The JNU alumna proposed to put more money in the hands of the “middle class” by offering personal income-tax relief. There will be no tax liabilities on people earning up to ₹12 lakh (₹12.75 lakh for the salaried, thanks to a deduction of ₹75,000).
This proposal was probably the only tangible measure to fulfil any of the five major objectives Sitharaman had outlined at the beginning of her 80-minute budget speech.
“This budget continues our government’s efforts to accelerate growth, secure inclusive development, invigorate private sector investment, uplift household sentiment and enhance (the) spending power of India’s rising middle class,” she had said.
That the government is banking heavily on the private sector and the middle class for demand creation became clearer towards the end of her speech: she said democracy, demography and demand were the key pillars of the journey towards a “Viksit Bharat”.
A closer look at the realities of the Indian workforce, however, suggests that Sitharaman has thrust a Herculean task on ordinary Indians with her direct tax proposals.

Numbers shared by the Central Board of Direct Taxes suggest that about 7.54 crore Indians filed tax returns in 2023-24, of whom only 2.8 crore individual taxpayers made a positive contribution to the nation’s income-tax kitty.
As a sizeable proportion of this population is urban and earns decent salaries, its marginal propensity to consume — the proportion of an increase in income that a consumer spends on goods and services — is likely to be low.
This means the impact of the tax cuts on this segment’s consumption spending may not have the kind of multiplier effect Sitharaman has in mind.
If kick-starting growth was her main objective, she should have done something for the majority of the Indian workforce, who have traditionally remained outside the tax bracket. Government data reveal that a sizeable proportion of the country’s about 59 crore workers experienced a dip in income in recent years.
For instance, the average real monthly incomes of those who earn regular wages or salaries have fallen between 2017-18 and 2023-24. Ditto for the self-employed, who include kirana store owners, farmers and food vendors.
Sitharaman may seek solace in the marginal rise in the average daily wages of casual workers, but the levels are much lower than the laid-down minimum wages. Following last year’s revision, the minimum wage for construction, sweeping, cleaning, loading-unloading and unskilled work stands at ₹783.

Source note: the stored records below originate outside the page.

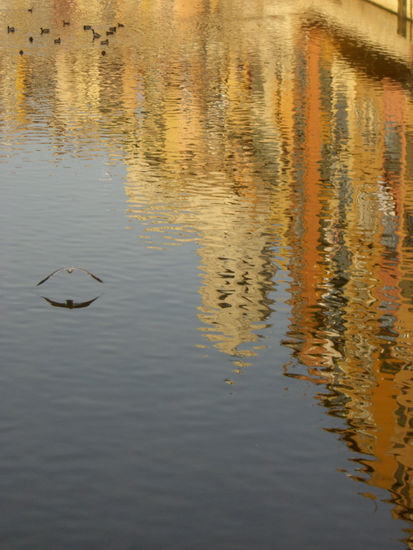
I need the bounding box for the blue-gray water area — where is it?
[0,0,413,550]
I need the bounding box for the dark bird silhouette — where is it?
[36,265,103,286]
[42,296,99,309]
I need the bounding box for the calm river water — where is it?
[0,0,413,550]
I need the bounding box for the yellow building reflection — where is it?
[0,0,413,544]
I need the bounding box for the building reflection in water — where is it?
[0,0,413,540]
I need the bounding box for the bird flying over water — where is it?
[36,265,103,286]
[42,296,99,309]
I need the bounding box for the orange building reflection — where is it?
[0,0,413,544]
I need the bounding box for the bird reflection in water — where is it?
[42,296,99,309]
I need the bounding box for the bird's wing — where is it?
[73,267,103,283]
[36,267,66,286]
[72,296,99,308]
[42,296,67,307]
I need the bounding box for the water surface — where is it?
[0,0,413,550]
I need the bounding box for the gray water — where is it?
[0,0,413,550]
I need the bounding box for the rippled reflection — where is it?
[0,0,413,544]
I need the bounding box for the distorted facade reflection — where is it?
[0,0,413,544]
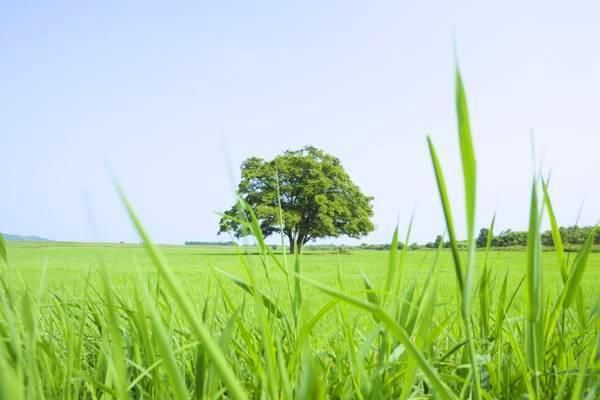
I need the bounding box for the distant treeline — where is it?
[424,226,600,248]
[359,226,600,250]
[185,241,235,246]
[185,226,600,253]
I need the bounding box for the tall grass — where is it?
[0,67,600,399]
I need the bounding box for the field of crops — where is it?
[0,236,600,398]
[0,72,600,399]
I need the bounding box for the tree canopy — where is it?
[219,146,374,252]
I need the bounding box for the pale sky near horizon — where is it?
[0,1,600,243]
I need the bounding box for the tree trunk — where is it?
[289,238,304,254]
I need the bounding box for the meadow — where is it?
[0,242,600,398]
[0,71,600,400]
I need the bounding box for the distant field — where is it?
[8,242,600,333]
[8,242,600,302]
[0,242,600,399]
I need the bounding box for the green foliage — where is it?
[0,67,600,399]
[219,146,374,254]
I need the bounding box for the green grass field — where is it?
[0,67,600,400]
[1,242,600,398]
[7,242,600,311]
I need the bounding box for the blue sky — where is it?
[0,1,600,243]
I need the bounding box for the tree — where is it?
[219,146,374,253]
[476,228,490,247]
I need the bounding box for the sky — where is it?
[0,1,600,244]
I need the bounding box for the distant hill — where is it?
[2,233,49,242]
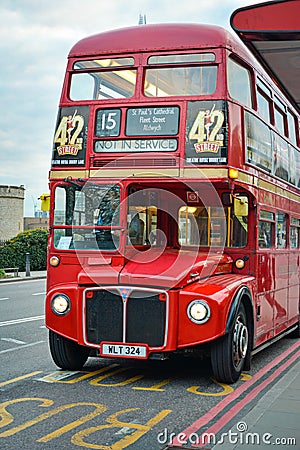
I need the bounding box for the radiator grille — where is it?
[85,288,166,347]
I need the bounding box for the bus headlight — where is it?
[51,294,71,316]
[187,300,210,324]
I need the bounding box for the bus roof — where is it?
[231,0,300,108]
[69,23,246,57]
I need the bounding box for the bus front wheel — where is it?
[211,303,249,384]
[49,330,90,370]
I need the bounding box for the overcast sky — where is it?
[0,0,268,216]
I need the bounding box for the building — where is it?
[0,185,25,242]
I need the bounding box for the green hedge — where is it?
[0,228,48,272]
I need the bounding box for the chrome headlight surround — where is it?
[51,294,71,316]
[186,300,210,325]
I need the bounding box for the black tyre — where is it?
[211,304,249,384]
[49,330,90,370]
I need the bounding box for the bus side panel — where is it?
[178,275,254,347]
[288,251,300,325]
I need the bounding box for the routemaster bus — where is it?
[46,2,300,383]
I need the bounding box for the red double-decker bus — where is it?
[46,2,300,383]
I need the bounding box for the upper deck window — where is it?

Against this backdrop, Sitharaman could have considered reducing the indirect tax on ordinary Indians — by lowering excise or GST rates — to encourage them to spend more and spur growth. Higher government spending could have been explored, too, to achieve higher consumer-spending-led growth.
Dodgy data
Sitharaman claimed her direct tax proposals would slash revenue by about ₹1 lakh crore but projected an increase of over ₹1.8 lakh crore in income-tax collection in the next fiscal over the revised estimate for 2024-25.
She clearly expects a rise in revenue buoyancy, but achieving that target will be tough against the backdrop of economic growth sagging to a four-year low of 6.4 per cent, from 8.2 per cent last year. Although the Economic Survey has projected a growth rate of 6.3 to 6.8 per cent for 2025-26, India’s real GDP growth has mostly been lower than the Survey’s projections.
The budget documents reveal that Sitharaman has set the course for fiscal consolidation by announcing a fiscal deficit of 4.8 per cent for this fiscal, revised from the earlier estimate of 4.9 per cent, and setting a target of 4.4 percent for 2025-26.
Lower capital expenditure because of slower infrastructure execution in an election year and a ₹2.1 lakh crore surplus transfer from the Reserve Bank may have helped Sitharaman this fiscal. The fiscal consolidation roadmap, however, seems tricky amid the sluggish growth projections and the likelihood of the Eighth Pay Commission’s recommendations being implemented next year.